Similarly, during the trial of Angel Carromero, an associate of Payá’s who was arrested and charged for the car crash, Cuban prosecutors made a mockery of internationally accepted standards of due process and legal fairness. Carromero was denied a lawyer for several weeks after his arrest and, when he finally received a lawyer, was unable to communicate with her freely. “The room where we met was bugged and it had a one way mirror,” Carromero told independent investigators, and if at any time Carromero talked with his lawyer about what actually happened on July 22 guards would terminate the meeting. (Not that it would have made much difference if Angel were able to talk to his counsel freely, because in Cuba all attorneys must swear to “defend, preserve, and be faithful to the principles of … [the] Revolution … and the commander in Chief Fidel Castro.”)
Carromero’s attorneys were denied access to the case file and copies of all relevant evidence. Basic chain of evidence rules were violated throughout the trial, as when authorities seized, washed, and packaged Payá’s bloody clothes before returning them to his family, preventing them from seeking independent forensic analysis. According to the HRF report, “it was a proceeding where all the parties (prosecution, judge, or defense counsel) directed their efforts towards legitimizing the official government version of the events.”
Eventually, Carromero was forced to tape a self-incriminatory confession under “physical and psychological pressure” and was convicted in a trial that not even his own children were allowed to witness.
To this day, countless facts of the case remain hidden from public knowledge because they have been “actively obscured by the State.” But the simple fact remains—as Carromero, other eye-witnesses, and the independent report all attest—that on July 22, 2012, a car bearing Cuban government license plates ran Oswaldo Payá’s car off the road, killing two people.
As Ofelia Acevedo, Oswaldo’s widow, said in a statement in August 2012, there is no reason to believe the official version of events. The same Cuban state security agencies that deemed the crash an accident were the ones who spied constantly on Payá and his family and friends, harassed his children and mother, organized angry mobs to attack his home, threatened the lives of members of Payá’s organization, and just months previously ran Payá and his wife off the road in a similar car accident.
The same communist government that orchestrated a lifelong, and eventually life-ending, campaign of intimidation and harassment against Cuba’s leading human rights activist is now being rewarded by the United States with near-full diplomatic recognition and increased trade privileges. This new phase in Cuba-U.S. relations is a slap in the face to Cuban dissidents like Paya and his daughter.

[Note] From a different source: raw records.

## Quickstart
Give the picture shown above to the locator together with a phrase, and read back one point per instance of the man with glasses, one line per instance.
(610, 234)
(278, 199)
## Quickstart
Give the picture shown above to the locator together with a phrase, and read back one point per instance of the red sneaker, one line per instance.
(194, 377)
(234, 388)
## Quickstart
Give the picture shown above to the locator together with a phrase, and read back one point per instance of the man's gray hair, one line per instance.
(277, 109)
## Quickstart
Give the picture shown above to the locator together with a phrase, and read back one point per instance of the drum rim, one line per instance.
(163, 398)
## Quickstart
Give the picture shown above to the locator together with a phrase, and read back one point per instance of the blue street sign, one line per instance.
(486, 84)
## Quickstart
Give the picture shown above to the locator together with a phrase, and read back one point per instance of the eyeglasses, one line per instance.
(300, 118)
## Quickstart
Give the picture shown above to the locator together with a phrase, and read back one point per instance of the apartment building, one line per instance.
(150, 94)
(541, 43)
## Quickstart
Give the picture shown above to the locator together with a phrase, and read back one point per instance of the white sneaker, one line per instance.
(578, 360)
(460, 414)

And Payá’s story is, sadly, not unique. Brave Cuban dissidents like Guillermo Farinas, who has launched some 23 hunger strikes against the government, stand ready to sacrifice their lives for the cause of freedom in Cuba. Others, like Ladies in White founder Laura Inés Pollán, have already died under suspicious circumstances, which many attribute to the Castro regime. Yet Washington policy-makers seem all too willing to overlook these human rights violations.
Today, three years after Oswaldo Payá’s tragic and untimely death, VOC stands with his daughter and all others seeking the truth. And we continue to call for the expansion of political rights and democratic government in Cuba until such a time as the Communist Party of Cuba can no longer terrorize the Cuban people.